Seconda prova del regista di “Jade Soturi”, alle prese con un horror cupo e metafisico di ambientazione tardo-medievale. La trama: dopo una guerra di 25 anni tra Russia e Svezia (la prima guerra del Nord, 1558-1583), un gruppo di militari di entrambe le nazioni intraprende un viaggio verso i rispettivi confini, al fine di ripristinare cartograficamente la mappatura territoriale; nella spedizione vi sono due fratelli, Erik e Knut, che in seguito ad un incontro imprevisto con un contadino e sua figlia devono fare i conti con le rispettive, ataviche colpe; l’esplorazione di terre desolanti e desolate li conduce in un villaggio isolato dal resto del mondo allora conosciuto, dove tutto sembra degenerare irreversibilmente.
“Sauna” (2008) è la seconda prova alla regia del finnico Antti-Jussi Annila, che due anni prima esordì con l’azzardatissimo crossover di wuxia e mitologia Kalevala di “Jade Soturi”.
“Sauna” è un film suggestivo, ipnotico e angosciante che richiede una certa concentrazione visiva. Spesso e volentieri viene etichettato come horror esistenziale, definizione non del tutto erronea ma, forse, un poco depistante e semplicistica. Anzitutto l’aspetto orrorifico in senso stretto, salvo sporadiche sequenze ad effetto, è tutto suggerito e non mostrato: nessuna efferatezza fine a sè stessa tipica di taluni film di genere. Anzi, qui l’impressione è marcatamente psicologica e autoriale, specie nel ritmo, mai frenetico e “hollywoodiano”, tant’è che in più occasioni ricorda il Bergman de “L’ora del lupo” (1968) e l’ormai classico “Lasciami entrare” (2008) di Alfredson. Ma questo non vuol certo suggerire assenza di scenari inquietanti: tutto il film si dipana in una durata relativamente breve che dilata l’intensità di quanto si assorbe visivamente. Non vi sono sotterfugi narrativi triti e ritriti, omologazioni al genere e via discorrendo. Addirittura si fa’ strada un’insindacabile originalità, non solo nella trama ma, pure, nella dialettica della macchina da presa, che accentua la sensazione di isolamento e abbandono con movimenti cadenzati e trasversali (alla Tarkovskij per intenderci). Tutto è collocato e rimaneggiato alla perfezione per suscitare un disagio progressivo che non lascia vie di fuga. Dalla fotografia alla soundtrack, fino all’interpetazione magistrale dei due protagonisti, ogni dettaglio è stato maniacalmente sviluppato e incorniciato per rendere nel migliore dei modi l’assoluta assenza di redenzione.
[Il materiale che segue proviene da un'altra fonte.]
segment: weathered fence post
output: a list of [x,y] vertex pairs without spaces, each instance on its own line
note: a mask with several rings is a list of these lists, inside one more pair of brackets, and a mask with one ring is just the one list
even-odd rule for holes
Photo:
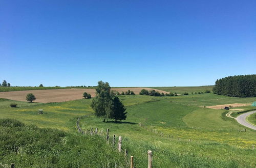
[[109,128],[107,128],[106,129],[106,141],[108,142],[109,142],[109,138],[110,137],[110,135],[109,135]]
[[131,156],[131,168],[133,168],[133,156]]
[[152,151],[151,150],[147,151],[147,156],[148,156],[148,168],[152,168]]
[[115,146],[115,143],[116,142],[116,135],[113,135],[113,146]]
[[118,149],[118,151],[121,152],[121,148],[122,146],[122,136],[119,136],[119,139],[118,139],[118,146],[117,148]]

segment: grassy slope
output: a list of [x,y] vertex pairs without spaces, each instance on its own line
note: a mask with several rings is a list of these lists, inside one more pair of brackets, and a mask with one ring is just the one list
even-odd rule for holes
[[188,92],[191,94],[191,92],[204,92],[205,90],[208,90],[211,92],[213,86],[202,86],[202,87],[150,87],[153,89],[159,89],[164,91],[178,94],[182,94],[184,92]]
[[[198,106],[230,103],[249,103],[253,98],[237,98],[212,94],[155,97],[120,96],[127,107],[125,122],[103,123],[94,117],[81,120],[82,127],[110,129],[110,135],[122,135],[123,149],[135,156],[137,167],[147,164],[146,151],[154,152],[155,167],[255,166],[255,131],[244,128],[231,119],[223,117],[223,110]],[[158,101],[156,101],[158,100]],[[14,118],[43,128],[56,128],[73,132],[77,116],[92,112],[91,100],[38,104],[14,108],[6,106],[0,118]],[[1,103],[0,103],[1,104]],[[45,114],[37,114],[38,109]],[[138,126],[141,122],[150,130],[163,132],[164,137]],[[167,137],[170,135],[172,138]],[[167,137],[166,137],[167,135]],[[191,138],[192,142],[187,139]],[[178,140],[179,139],[179,140]]]
[[247,120],[252,124],[256,126],[256,113],[254,113],[248,117]]

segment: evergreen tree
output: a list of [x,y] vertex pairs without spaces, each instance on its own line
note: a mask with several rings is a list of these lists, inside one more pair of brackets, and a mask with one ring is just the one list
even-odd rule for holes
[[127,112],[125,112],[125,110],[126,108],[118,97],[114,97],[110,102],[109,109],[110,118],[114,119],[115,122],[117,122],[118,120],[125,120],[127,114]]
[[36,99],[35,96],[32,93],[29,93],[27,95],[26,97],[26,99],[27,101],[32,102],[33,101]]

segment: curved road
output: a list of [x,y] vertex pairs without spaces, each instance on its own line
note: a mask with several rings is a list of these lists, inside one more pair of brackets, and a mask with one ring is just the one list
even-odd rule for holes
[[254,113],[256,113],[256,111],[252,111],[245,113],[244,114],[241,115],[240,116],[239,116],[236,119],[239,124],[248,128],[256,130],[256,126],[254,126],[254,125],[248,123],[246,120],[246,117],[248,116],[249,116]]

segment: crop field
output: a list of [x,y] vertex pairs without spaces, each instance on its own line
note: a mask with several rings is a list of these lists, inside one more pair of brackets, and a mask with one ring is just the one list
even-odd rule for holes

Salvezza che è tema portante di tutto il film, il cui viaggio, simbolicamente, vuole farsi portavoce di una discesa negli inferi di un complesso di colpa apparentemente insolubile, la cui implosione segna definitivamente un’inevitabile perdita di senno.
Il significante brilla di coerenza stilistica a sostegno di un significato profondo e mai banale. Per meglio dire, il contenuto è splendidamente racchiuso in una forma meta-cinematografica che sà il fatto suo, dove la macchina da presa, pur lenta e nordica, riesce ad intrappolarci in una gabbia rarefatta eppure inviolabile di razionalità verista e irrazionalità surrealista. Una sospensione costante che è poi la chiave di volta di “Sauna”, che a più riprese imbastisce suggerimenti interpretativi sfocianti in disattesi sincretismi di misticismo e nichilismo. Il peccato ancestrale, qui, non presenta connotati e sembianze cristiani; e men che meno vuole ottundersi a misericordia risolutoria. La colpa è frutto di azioni inopportune, di eccessi sregolati che per la loro ragion d’essere non son degni di perdono, se non barattandone quanto di più caro si possieda. Tale è la visone pessimistica di “Sauna” che risplende per assurdo nei chiaroscuri di un tòpos onnipresente, dove il buio regna sopra ogni cosa e non concede tregua, in perenne supplizio.
Vista la complessità della sua struttura e’ un film che richiede più visioni affinchè se ne possa cogliere l’intero spettro immaginifico e metafisico, tuttavia, quando finalmente ogni frammento viene recuperato e correttamente incesellato, la sensazione finale è quella di trovarsi innanzi ad un mosaico sì eccelso quanto disperato, che grida e al tempo stesso sussurra una persistente elegia funebre.
Se apprezzate il mood della cinematografia lynchiana, ci sono buone probabilità che vi piaccia anche “Sauna”. Consigliato a chi cerca un horror non convenzionale e a chi non teme la catabasi d’essai del cinema scandinavo.